M4/Transformer Block
L18

Attention Output Is a Token-Mixing Operation

12 min
What does the attention output actually produce?

The attention output for each token is a weighted mix of value vectors from the positions it attended to. The weights came from the Q-K score computation. The values carry the actual content.

This is where cross-token information actually moves. The score computation (Q ⋅ Kᵀ) decided where to look. The output computation (weights × V) determines what information arrives. These are two distinct steps — and it is important not to conflate them.

After the weighted sum of V, the result passes through one more linear projection — the output projection WO. Why is this needed? The weighted sum lives in d_head-dimensional space (or h×d_head for multi-head attention after concatenation). The residual stream expects d_model dimensions. WO maps the concatenated multi-head output back to d_model, and in doing so, it learns how to combine the information from different heads. Without WO, the heads could not interact — their outputs would just be stacked, not integrated.

The projected result is what gets added to the residual stream. This is the complete attention sub-layer: project to Q/K/V → compute scores → mask → softmax → weighted V sum → project with WO → add residual.

Token 3 has attention weights [0.1, 0.6, 0.3] over 3 positions:

V₁ = [1.0, 0.0]   V₂ = [0.0, 1.0]   V₃ = [0.5, 0.5]
output₃ = 0.1 × [1.0, 0.0] + 0.6 × [0.0, 1.0] + 0.3 × [0.5, 0.5]
          = [0.10, 0.00] + [0.00, 0.60] + [0.15, 0.15]
          = [0.25, 0.75]

Token 3's output is dominated by V₂ (weight 0.6) — it pulled most of its information from position 2.

After the weighted sum, each token's output vector is a mix of value vectors from the positions it attended to. What does this mix actually represent?

Consider token 3 with weights [0.1, 0.6, 0.3]. Its output is 10% V1 + 60% V2 + 30% V3. If V2 encodes "subject of the sentence," then token 3's output carries mostly that information. The attention mechanism has routed the subject information to token 3's representation — even though token 3 might be a verb or preposition. This is how context gets built: tokens absorb information from the positions that matter.

The shape of the attention weights determines the quality of information routing:

  • Peaked: weights like [0.01, 0.95, 0.04] — the token focuses almost entirely on one position. The output is essentially a copy of that position's V vector. This happens when one position is overwhelmingly relevant (e.g., a pronoun attending to its antecedent).
  • Uniform: weights like [0.33, 0.33, 0.34] — the token spreads attention evenly. The output is an average of all V vectors.
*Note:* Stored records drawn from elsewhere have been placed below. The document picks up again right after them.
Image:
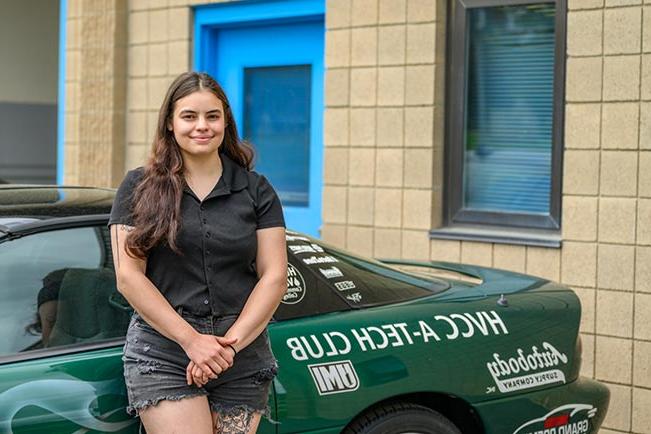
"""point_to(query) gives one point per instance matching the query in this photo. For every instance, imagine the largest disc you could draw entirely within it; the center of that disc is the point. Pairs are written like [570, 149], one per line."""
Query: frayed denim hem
[138, 406]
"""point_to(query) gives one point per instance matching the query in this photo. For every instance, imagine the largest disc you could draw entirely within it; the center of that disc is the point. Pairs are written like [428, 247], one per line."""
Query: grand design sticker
[295, 286]
[334, 377]
[373, 338]
[525, 370]
[566, 419]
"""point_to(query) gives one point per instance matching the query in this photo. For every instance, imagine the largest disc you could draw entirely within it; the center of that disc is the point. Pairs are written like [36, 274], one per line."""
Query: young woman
[199, 251]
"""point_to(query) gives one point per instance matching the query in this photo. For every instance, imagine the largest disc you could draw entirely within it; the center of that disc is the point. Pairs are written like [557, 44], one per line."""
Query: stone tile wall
[383, 125]
[384, 159]
[95, 87]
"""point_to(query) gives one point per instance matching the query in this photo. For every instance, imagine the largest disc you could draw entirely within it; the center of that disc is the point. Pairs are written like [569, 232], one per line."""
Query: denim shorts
[155, 366]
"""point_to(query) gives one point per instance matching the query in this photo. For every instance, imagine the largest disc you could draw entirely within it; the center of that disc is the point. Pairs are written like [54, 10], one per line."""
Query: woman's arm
[271, 264]
[206, 351]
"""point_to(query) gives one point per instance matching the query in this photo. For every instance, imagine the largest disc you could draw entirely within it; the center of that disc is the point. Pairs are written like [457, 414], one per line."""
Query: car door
[62, 326]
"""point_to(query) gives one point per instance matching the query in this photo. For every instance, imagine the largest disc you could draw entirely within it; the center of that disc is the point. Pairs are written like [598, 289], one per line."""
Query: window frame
[457, 48]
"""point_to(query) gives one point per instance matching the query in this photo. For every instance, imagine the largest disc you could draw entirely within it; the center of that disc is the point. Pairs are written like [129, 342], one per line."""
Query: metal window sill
[501, 235]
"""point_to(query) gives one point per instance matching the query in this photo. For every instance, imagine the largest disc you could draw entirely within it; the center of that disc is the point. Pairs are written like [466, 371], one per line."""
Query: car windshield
[362, 282]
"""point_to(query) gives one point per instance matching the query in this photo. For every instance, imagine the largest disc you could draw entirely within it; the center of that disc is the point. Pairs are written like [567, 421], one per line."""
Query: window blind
[509, 109]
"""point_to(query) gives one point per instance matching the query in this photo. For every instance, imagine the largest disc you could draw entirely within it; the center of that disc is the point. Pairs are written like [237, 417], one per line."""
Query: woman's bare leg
[187, 415]
[243, 422]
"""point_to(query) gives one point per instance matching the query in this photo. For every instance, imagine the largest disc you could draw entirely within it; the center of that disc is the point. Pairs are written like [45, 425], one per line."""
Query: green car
[363, 346]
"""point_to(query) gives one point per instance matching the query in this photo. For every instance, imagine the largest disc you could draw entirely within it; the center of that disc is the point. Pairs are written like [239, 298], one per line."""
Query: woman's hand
[209, 356]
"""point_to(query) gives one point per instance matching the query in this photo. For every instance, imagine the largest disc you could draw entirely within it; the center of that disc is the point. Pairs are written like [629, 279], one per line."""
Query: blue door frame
[209, 20]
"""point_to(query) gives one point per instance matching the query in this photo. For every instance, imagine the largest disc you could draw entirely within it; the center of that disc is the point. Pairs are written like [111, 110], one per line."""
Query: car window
[360, 282]
[306, 295]
[57, 288]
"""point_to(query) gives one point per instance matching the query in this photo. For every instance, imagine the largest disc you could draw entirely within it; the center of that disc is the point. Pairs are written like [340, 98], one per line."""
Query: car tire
[399, 418]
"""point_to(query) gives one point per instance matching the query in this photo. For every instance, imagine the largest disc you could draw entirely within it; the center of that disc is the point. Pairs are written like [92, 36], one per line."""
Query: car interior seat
[89, 308]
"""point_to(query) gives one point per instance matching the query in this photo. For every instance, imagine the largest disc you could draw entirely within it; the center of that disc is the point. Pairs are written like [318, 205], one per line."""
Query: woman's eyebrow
[184, 111]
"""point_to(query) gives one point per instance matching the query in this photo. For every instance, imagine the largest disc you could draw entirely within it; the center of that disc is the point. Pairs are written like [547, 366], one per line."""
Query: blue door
[272, 72]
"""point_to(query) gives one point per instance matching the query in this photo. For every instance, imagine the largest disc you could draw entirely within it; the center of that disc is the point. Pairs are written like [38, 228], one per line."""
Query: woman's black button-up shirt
[217, 238]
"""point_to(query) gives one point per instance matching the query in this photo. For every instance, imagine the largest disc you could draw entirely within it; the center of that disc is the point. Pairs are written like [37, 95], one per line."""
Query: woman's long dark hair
[156, 200]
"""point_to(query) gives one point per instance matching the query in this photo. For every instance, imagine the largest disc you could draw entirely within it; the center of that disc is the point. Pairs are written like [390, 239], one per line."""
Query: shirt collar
[234, 178]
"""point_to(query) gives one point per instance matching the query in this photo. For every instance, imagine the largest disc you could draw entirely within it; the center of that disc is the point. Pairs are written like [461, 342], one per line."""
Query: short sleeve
[122, 206]
[268, 209]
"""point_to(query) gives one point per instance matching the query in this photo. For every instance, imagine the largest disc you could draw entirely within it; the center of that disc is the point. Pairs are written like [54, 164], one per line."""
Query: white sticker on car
[334, 377]
[525, 370]
[345, 285]
[301, 248]
[331, 273]
[566, 419]
[295, 286]
[319, 260]
[355, 297]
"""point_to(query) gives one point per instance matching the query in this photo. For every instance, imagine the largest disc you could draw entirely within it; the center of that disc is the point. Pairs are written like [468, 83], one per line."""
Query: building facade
[401, 166]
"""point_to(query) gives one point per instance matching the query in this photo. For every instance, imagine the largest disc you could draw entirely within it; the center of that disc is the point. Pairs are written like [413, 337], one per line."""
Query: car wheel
[401, 418]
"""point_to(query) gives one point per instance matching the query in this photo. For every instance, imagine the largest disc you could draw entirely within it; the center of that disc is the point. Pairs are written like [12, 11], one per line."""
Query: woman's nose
[202, 123]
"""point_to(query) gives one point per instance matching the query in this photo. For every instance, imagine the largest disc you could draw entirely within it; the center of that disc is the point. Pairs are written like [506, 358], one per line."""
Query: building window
[505, 113]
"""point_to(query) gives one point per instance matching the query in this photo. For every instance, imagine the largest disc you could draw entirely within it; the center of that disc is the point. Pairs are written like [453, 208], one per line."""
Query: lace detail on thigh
[235, 421]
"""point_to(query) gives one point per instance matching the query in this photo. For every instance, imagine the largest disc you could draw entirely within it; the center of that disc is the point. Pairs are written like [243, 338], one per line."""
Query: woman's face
[198, 123]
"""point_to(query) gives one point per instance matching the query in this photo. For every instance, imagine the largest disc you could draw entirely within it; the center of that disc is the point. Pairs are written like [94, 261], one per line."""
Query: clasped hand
[209, 356]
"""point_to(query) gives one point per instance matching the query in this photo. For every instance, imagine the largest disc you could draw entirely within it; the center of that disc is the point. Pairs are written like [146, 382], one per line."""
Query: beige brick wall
[159, 49]
[383, 125]
[95, 87]
[606, 219]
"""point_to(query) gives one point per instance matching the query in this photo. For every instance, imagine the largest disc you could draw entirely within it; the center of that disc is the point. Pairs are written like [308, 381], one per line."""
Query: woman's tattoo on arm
[117, 242]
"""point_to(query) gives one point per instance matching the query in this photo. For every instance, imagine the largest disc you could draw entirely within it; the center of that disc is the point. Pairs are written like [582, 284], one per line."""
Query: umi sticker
[334, 377]
[566, 419]
[295, 286]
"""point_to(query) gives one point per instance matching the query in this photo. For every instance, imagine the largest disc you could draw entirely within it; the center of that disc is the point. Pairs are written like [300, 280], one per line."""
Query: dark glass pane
[277, 122]
[510, 90]
[58, 289]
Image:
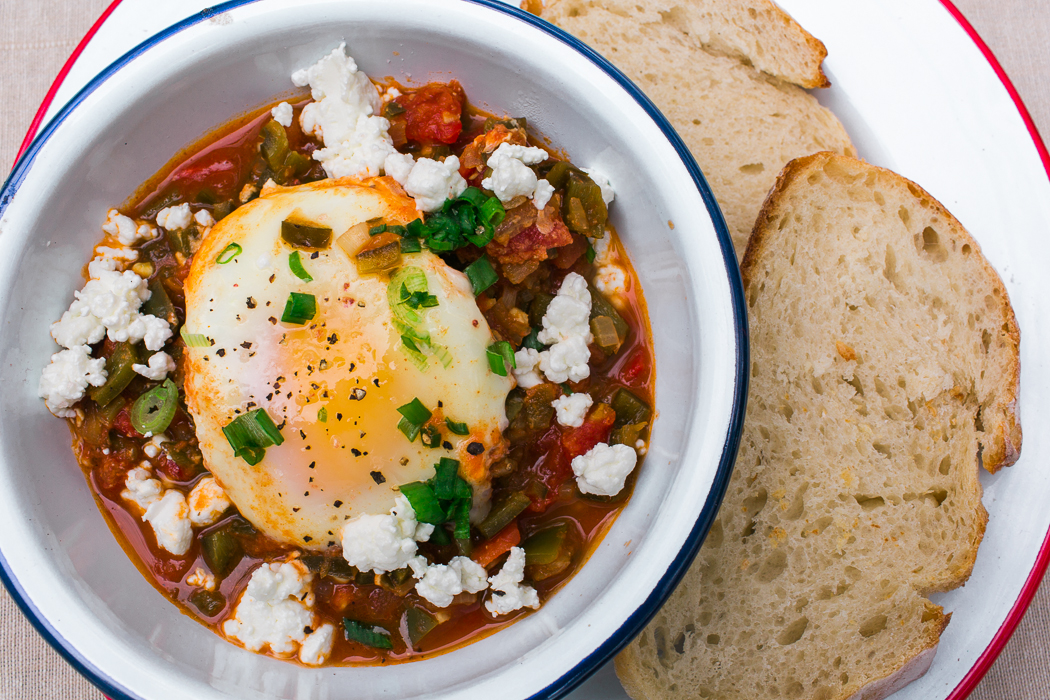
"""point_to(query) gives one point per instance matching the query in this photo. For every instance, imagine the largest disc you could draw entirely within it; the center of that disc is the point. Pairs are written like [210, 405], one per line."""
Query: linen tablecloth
[36, 38]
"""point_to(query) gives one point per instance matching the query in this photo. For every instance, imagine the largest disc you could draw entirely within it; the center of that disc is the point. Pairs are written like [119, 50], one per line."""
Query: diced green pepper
[119, 374]
[503, 512]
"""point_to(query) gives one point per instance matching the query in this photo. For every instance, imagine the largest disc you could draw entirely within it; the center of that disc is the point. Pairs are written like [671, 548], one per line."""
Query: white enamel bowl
[58, 556]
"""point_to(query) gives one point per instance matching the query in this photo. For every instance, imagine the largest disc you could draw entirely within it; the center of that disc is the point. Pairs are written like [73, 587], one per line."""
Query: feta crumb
[207, 502]
[64, 381]
[442, 582]
[160, 365]
[527, 360]
[317, 645]
[282, 114]
[169, 516]
[604, 469]
[508, 594]
[174, 218]
[202, 578]
[428, 182]
[204, 218]
[141, 488]
[566, 327]
[512, 177]
[342, 117]
[571, 409]
[125, 229]
[607, 194]
[78, 326]
[383, 543]
[271, 611]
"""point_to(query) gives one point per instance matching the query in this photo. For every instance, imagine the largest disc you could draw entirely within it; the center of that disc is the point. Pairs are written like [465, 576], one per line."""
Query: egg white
[352, 463]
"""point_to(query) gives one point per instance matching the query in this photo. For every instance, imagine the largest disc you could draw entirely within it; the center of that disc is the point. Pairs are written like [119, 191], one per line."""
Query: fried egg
[333, 385]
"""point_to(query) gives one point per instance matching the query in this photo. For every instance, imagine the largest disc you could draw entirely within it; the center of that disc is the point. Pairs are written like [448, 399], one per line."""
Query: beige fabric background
[36, 38]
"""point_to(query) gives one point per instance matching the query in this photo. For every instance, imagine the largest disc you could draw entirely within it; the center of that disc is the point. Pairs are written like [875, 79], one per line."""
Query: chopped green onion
[424, 502]
[532, 340]
[431, 437]
[501, 358]
[152, 411]
[194, 339]
[415, 411]
[230, 252]
[295, 262]
[481, 275]
[300, 309]
[362, 634]
[251, 433]
[457, 428]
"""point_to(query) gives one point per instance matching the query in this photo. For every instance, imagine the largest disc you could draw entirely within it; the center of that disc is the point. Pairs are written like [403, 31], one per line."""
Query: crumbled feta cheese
[512, 177]
[317, 645]
[78, 326]
[607, 194]
[428, 182]
[271, 611]
[126, 230]
[141, 488]
[571, 409]
[207, 502]
[64, 380]
[202, 578]
[527, 360]
[508, 594]
[174, 218]
[342, 115]
[204, 218]
[160, 365]
[169, 516]
[566, 327]
[442, 582]
[383, 543]
[604, 469]
[282, 114]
This can happen in early layers where the model has not yet learned fine-grained attention patterns, or when all positions are equally relevant.
  • Sparse: weights like [0.0, 0.0, 0.5, 0.0, 0.5] — the token focuses on a few specific positions. This is the typical pattern in well-trained models: each head learns to attend to specific grammatical or semantic relationships.
Attention weights per head: [n_tokens, n_tokens]   (from softmax)
V per head: [n_tokens, d_head]
Weighted sum per head: weights × V → [n_tokens, d_head]
Concatenate all n_heads outputs: [n_tokens, n_heads × d_head]
Output projection W_O: [n_heads × d_head, d_model]
Final attention output: [n_tokens, d_model]
attn_out = softmax(Q ⋅ Kᵀ / √d_head) ⋅ V   // [n_tokens, d_head]
output = attn_out ⋅ W_O   // project back to d_model

In llama.cpp, build_attn() in src/llama-graph.cpp computes the weighted sum of V and applies the output projection (W_O). The result is then added to the residual stream. This is the final step of the attention sub-layer.

The weights × V multiply is [n_tokens, n_tokens] × [n_tokens, d_head], costing n_tokens² × d_head operations. The output projection W_O is an additional matrix multiply. Together, these represent a significant portion of attention's total cost.

Check Yourself
conceptualQ1

What is the difference between the score computation and the value mixing in attention?

mathQ2

If a token has attention weights [0.0, 0.0, 1.0] over 3 positions, what is its attention output?